This site contains information and resources related to Andrew Lampert's email text segmentation and classification research.
We have built systems that classify Requests and Commitments in Email at a range of different granularities: the message, paragraph and sentence level. The corpus we make available here can be used to create corpora at each of these levels, based on a variety of agreement metrics. We discuss the approach that we take in detail in my thesis, which is due for submission at the end of July 2013.
More detail will be available once the thesis has been examined.
In the meantime, we have made available the Annotated Dataset that contains 1000 email messages from the Enron email corpus, that have been independently marked by two independent annotators.
Our annotated data is licensed under a Creative Commons Attribution-Noncommercial 2.0 Generic License.
If you make use of any of these resources, please cite one of the following papers:
Andrew Lampert, Robert Dale and Cécile Paris (2010) - Detecting emails containing requests for action, In Proceedings of Human Language Technologies: The 2010 Annual Conference of the North American Chapter of the Association for Computational Linguistics Processing (HLT/NAACL 2010), pp. 984-992, Los Angeles, USA.

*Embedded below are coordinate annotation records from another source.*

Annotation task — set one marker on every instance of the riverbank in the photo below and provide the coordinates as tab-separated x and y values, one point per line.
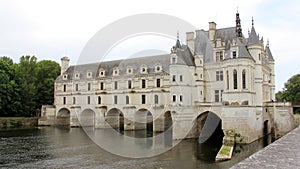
283	153
11	122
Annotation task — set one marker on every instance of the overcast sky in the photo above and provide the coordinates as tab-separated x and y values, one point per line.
53	29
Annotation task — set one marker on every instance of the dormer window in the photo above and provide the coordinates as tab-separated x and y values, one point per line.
234	54
158	68
65	77
101	73
129	70
115	71
143	69
173	60
89	74
77	75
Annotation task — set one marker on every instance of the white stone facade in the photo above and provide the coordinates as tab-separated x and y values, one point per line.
218	71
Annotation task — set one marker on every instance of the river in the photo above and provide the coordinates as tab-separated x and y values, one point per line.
62	147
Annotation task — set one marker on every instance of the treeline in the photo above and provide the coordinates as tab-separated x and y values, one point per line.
291	90
26	86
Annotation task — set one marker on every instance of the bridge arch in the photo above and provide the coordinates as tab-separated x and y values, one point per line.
87	118
168	122
63	117
206	125
143	119
115	119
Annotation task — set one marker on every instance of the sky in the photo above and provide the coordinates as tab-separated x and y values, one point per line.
53	29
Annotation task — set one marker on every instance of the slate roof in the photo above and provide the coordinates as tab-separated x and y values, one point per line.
269	53
253	38
135	63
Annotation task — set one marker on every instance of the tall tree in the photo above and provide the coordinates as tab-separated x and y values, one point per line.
47	72
9	90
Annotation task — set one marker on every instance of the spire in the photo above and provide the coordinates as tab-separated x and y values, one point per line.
238	28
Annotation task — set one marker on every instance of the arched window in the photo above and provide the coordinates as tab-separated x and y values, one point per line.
244	79
99	99
155	99
127	99
227	79
234	79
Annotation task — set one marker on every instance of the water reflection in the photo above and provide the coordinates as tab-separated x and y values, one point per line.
57	147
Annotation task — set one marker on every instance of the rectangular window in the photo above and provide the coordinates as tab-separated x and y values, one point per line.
157	82
101	86
221	55
217	56
89	86
89	100
173	60
234	54
221	75
127	99
143	83
174	98
155	99
99	99
129	84
116	99
116	85
143	99
217	96
65	88
76	87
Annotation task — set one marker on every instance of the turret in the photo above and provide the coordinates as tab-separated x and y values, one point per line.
212	30
64	64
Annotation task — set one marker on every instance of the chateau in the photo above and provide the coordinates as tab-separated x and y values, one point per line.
218	71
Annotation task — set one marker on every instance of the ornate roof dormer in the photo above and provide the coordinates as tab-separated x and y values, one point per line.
253	37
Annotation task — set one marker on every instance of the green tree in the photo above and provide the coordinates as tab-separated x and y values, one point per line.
47	72
9	89
291	91
26	72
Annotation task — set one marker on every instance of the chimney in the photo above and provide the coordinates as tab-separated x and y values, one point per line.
64	64
212	30
190	41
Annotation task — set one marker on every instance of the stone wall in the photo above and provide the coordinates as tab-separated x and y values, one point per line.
7	122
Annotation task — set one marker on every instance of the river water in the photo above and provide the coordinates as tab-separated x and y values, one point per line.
61	147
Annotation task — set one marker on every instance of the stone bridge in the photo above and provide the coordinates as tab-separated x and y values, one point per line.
201	119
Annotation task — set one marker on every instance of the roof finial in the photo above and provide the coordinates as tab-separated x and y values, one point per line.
238	27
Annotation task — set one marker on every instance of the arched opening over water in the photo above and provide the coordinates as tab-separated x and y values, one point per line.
87	118
143	120
207	129
63	117
168	129
115	118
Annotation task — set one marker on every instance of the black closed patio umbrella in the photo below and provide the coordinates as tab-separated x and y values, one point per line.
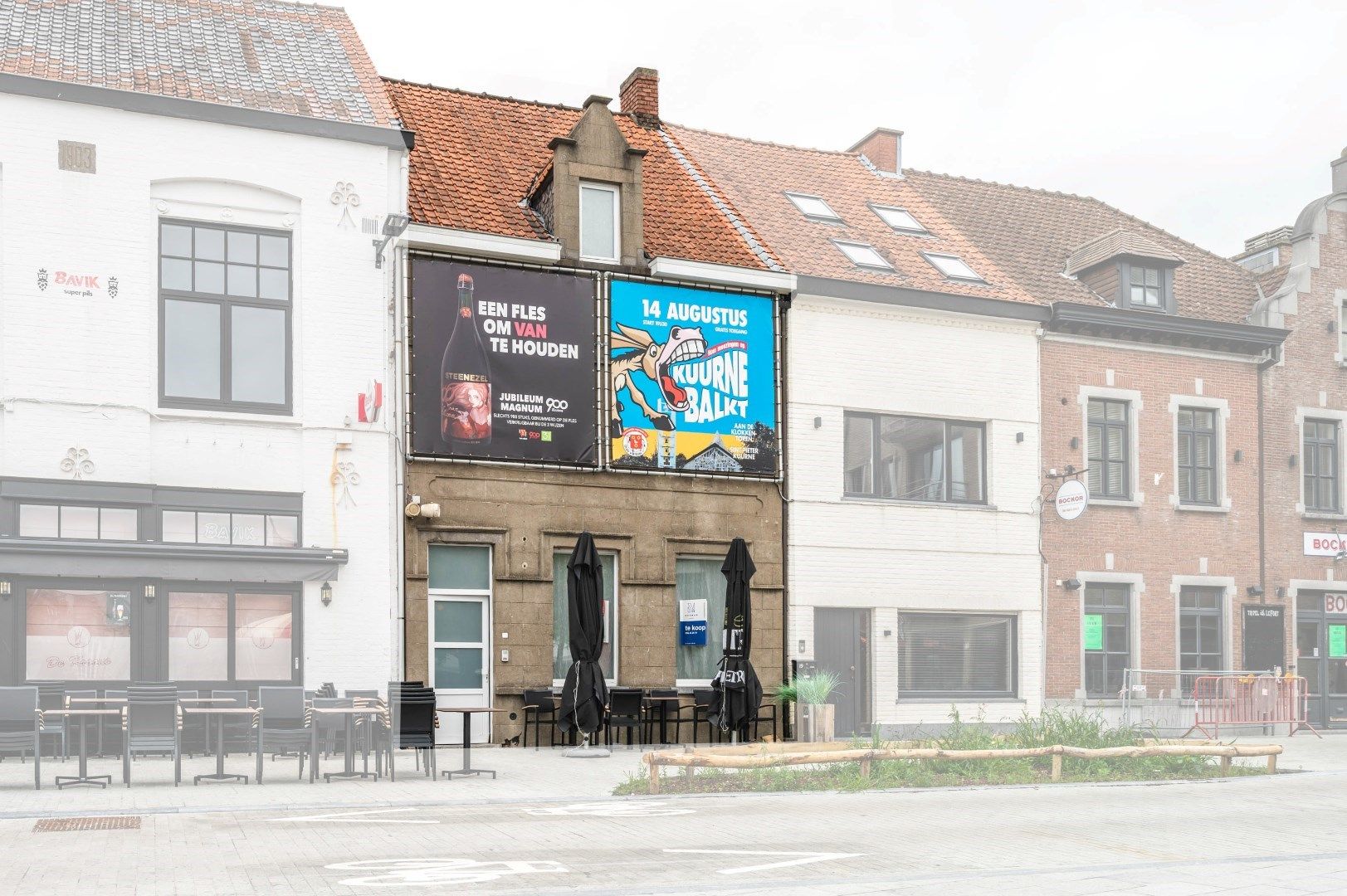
585	694
735	689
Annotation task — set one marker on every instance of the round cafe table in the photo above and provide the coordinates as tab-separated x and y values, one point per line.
467	738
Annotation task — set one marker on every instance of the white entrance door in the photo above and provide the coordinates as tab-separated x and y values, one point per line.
460	663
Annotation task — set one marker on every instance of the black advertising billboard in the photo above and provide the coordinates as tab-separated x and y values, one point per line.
503	364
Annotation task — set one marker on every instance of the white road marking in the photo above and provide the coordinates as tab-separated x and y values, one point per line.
361	816
422	872
804	859
639	809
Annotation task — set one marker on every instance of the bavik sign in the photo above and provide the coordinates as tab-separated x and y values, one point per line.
693	379
503	364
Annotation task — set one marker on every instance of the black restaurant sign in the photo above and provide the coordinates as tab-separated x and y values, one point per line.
503	364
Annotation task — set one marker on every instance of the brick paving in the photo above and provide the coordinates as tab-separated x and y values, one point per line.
1242	835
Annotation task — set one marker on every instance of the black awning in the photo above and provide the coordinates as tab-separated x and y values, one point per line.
136	559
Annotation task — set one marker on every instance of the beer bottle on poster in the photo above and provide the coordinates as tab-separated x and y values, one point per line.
465	397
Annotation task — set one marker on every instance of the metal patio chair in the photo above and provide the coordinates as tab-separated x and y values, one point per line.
21	727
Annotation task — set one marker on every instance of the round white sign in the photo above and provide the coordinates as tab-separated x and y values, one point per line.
1071	500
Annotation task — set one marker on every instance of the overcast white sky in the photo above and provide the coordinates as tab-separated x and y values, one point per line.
1214	120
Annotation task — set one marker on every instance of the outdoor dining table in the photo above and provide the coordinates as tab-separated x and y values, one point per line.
467	738
84	777
664	702
220	712
350	713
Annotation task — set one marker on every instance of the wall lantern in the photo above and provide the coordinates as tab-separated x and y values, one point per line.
393	226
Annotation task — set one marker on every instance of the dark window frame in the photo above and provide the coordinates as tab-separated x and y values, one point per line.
227	304
1109	611
233	589
1191	660
1012	659
1165	276
1193	434
946	487
1101	462
1312	477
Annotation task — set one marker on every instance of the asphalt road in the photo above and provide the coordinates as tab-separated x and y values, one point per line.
1241	835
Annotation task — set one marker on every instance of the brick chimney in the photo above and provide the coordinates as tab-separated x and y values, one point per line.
884	149
640	95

Andrew Lampert, Robert Dale and Cécile Paris (2008) - Requests and Commitments in Email are More Complex Than You Think: Eight Reasons to be Cautious, In Proceedings of Australasian Language Technology Association Workshop, pp. 64-72. Hobart, Australia.
Andrew Lampert, Robert Dale and Cécile Paris (2008) - The Nature of Requests and Commitments in Email Messages, In Proceedings of EMAIL-08: the AAAI Workshop on Enhanced Messaging, pp. 42-47, Chicago, USA.